After the war ended, the Keiths chose not to rebuild on the site of their original home. Instead, between 1946 and 1947, they constructed a new house on the ruins of a different hilltop residence, one that had belonged to a man named M.M. Clark before the war destroyed it. The new house became the first permanent timber government dwelling built in post-war Sandakan. They named it Newlands. Agnes lived there for several years, writing her second and third books -- "Three Came Home," about her internment, and "White Man Returns," about the return to Borneo after the war. "Three Came Home" was adapted into a 1950 Hollywood film starring Claudette Colbert. Eventually the Keiths returned to the United States, and the house passed through other hands before falling vacant.
Agnes was not the last person to see the apparition. After the Keiths departed, a woman named Rosemary, wife of G.L. Carson, lived in the house from 1955 to 1967. Sleeping alone one night, Rosemary was awakened by the sound of a door at the far end of the house closing repeatedly in the pre-dawn darkness. Footsteps grew louder, moving toward her room. When she opened her eyes, an unrecognizable female figure stood at the foot of her bed, staring at her. Rosemary fainted. A housemaid who worked in the house from 1967 to 1968 reported seeing a similar figure on the stairs. The consistency of these accounts across decades and different occupants gave the house a reputation that persists to this day. Whether the ghost is connected to the house's wartime destruction, to the earlier Clark residence on which it was built, or to something older remains a matter of local speculation.
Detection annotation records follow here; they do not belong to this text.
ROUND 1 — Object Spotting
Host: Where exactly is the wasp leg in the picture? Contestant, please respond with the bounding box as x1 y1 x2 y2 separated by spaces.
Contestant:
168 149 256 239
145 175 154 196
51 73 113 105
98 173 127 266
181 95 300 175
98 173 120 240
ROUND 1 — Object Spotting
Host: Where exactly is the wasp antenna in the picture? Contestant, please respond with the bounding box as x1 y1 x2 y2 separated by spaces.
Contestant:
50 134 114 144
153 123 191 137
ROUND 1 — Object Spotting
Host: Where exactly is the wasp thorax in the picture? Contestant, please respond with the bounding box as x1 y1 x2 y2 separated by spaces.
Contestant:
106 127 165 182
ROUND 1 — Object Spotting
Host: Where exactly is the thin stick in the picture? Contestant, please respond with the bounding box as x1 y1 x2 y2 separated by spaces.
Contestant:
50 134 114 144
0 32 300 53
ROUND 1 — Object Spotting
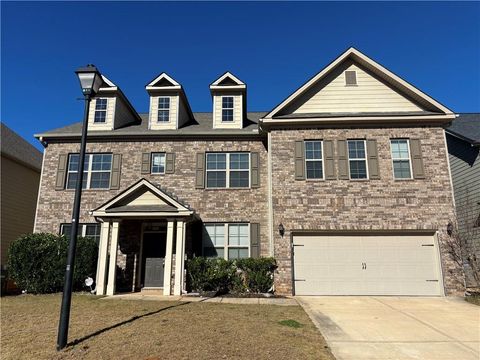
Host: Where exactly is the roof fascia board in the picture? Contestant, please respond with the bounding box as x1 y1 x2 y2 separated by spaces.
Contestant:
145 72 180 87
260 114 455 126
264 47 453 119
93 179 190 213
210 71 245 88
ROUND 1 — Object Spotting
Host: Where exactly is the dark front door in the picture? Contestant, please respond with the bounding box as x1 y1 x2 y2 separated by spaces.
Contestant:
143 233 166 287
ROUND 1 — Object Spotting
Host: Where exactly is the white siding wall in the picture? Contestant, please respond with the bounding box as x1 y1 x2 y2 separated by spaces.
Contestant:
178 99 190 128
213 93 243 129
88 96 117 131
150 94 179 130
293 64 422 114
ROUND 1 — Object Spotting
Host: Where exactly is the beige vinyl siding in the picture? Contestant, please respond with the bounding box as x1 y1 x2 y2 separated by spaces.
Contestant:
293 64 423 114
213 92 243 129
447 135 480 286
0 156 40 266
150 94 178 130
88 96 117 131
114 98 135 129
178 99 190 128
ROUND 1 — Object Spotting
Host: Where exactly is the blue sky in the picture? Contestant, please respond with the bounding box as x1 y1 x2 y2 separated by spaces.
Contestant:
1 2 480 148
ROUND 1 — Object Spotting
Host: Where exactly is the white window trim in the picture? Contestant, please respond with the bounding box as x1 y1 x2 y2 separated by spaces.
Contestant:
202 222 252 260
65 153 113 190
220 95 235 123
390 138 413 181
157 96 172 124
347 139 370 181
93 97 108 124
150 152 167 175
205 152 252 189
303 140 325 181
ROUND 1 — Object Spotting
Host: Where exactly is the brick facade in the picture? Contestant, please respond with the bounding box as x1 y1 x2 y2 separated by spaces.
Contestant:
270 127 464 295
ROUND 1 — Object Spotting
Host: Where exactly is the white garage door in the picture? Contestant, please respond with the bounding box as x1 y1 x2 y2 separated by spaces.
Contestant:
293 235 442 296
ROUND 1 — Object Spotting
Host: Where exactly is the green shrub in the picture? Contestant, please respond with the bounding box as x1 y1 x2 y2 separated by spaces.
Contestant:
187 257 235 293
235 258 277 293
8 233 98 294
187 257 277 294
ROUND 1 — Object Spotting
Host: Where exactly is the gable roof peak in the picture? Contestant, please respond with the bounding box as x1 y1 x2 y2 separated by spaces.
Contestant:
210 71 246 90
145 72 182 90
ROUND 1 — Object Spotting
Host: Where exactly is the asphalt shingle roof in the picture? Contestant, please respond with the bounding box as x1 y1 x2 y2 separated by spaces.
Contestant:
0 122 43 171
445 113 480 145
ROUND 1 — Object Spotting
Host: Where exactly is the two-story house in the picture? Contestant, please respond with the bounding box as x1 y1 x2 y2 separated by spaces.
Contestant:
35 48 464 296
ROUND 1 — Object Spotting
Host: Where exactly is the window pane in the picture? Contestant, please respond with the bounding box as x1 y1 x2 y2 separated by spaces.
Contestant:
348 140 365 159
222 109 233 121
95 99 107 110
157 110 170 122
393 160 412 179
158 97 170 109
230 154 250 170
350 160 367 179
391 140 409 159
152 154 165 174
305 141 322 160
222 96 233 109
207 171 227 188
306 161 323 179
230 171 250 187
207 154 227 170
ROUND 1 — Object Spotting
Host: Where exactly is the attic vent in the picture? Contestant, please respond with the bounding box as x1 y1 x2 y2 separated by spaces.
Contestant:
345 71 357 86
By the turn of the twenty-first century, Newlands stood empty. In 2001, the Sabah Museum Department and the Federal Department of Museum and Antiquities began a collaborative restoration. On 26 April 2004, the Agnes Keith House opened to the public as a heritage museum. The restoration preserved the timber frame and colonial character of the building while furnishing it with reproductions of period furniture and antiques. A gallery on the first floor tells the story of Agnes, her books, and her family, placing her personal narrative within the broader history of British North Borneo. The museum sits high enough above Sandakan to catch the breeze and the view -- the same view Agnes wrote about in books that made this distant corner of Borneo real to readers half a world away. Sandakan itself has changed enormously since the 1930s, but the hill remains, and the house on it still draws people who want to understand what life was like when Borneo was the edge of the world.
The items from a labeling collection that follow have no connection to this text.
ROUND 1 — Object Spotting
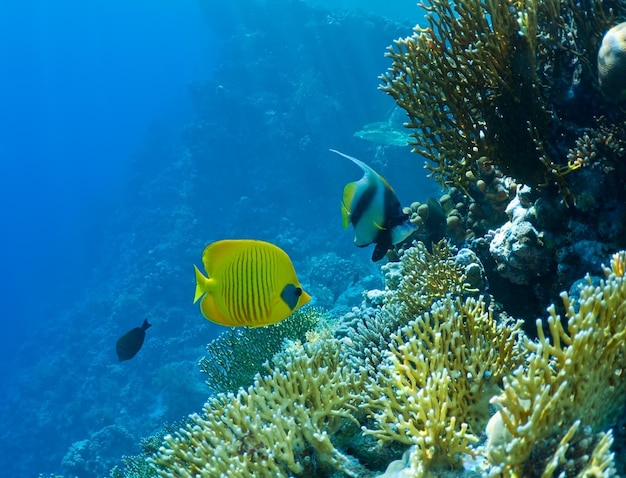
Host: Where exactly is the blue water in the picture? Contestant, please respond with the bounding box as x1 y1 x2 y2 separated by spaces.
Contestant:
0 0 436 477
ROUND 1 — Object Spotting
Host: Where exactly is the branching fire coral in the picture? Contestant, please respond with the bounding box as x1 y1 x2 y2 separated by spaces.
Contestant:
385 240 470 324
381 0 611 200
363 298 522 477
198 306 323 392
151 338 362 478
487 252 626 476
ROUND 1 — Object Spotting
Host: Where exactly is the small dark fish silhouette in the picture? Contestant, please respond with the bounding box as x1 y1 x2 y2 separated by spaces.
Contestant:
115 319 152 362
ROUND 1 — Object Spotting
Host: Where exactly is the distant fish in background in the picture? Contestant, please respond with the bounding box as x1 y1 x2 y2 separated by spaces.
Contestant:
193 239 311 327
115 319 152 362
331 149 416 262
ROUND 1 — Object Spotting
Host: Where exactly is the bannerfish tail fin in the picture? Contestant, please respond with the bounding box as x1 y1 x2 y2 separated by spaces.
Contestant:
193 264 209 304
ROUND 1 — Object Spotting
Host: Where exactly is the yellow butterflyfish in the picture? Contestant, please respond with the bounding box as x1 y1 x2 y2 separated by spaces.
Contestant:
193 239 311 327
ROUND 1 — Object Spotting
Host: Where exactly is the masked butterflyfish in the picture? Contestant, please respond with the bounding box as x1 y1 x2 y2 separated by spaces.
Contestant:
115 319 152 362
193 239 311 327
331 149 415 262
Located at approximately 5.843°N, 118.116°E on a hilltop in Sandakan, on the northeast coast of Sabah. The house is situated on elevated ground above the town and harbor area. Sandakan Airport (WBKS) is approximately 10 km to the northwest. The Sandakan waterfront and harbor are prominent visual landmarks. The Sulu Sea lies to the northeast. Best viewed in conjunction with the broader Sandakan area, which includes the nearby Sandakan Memorial Park related to the POW camp history.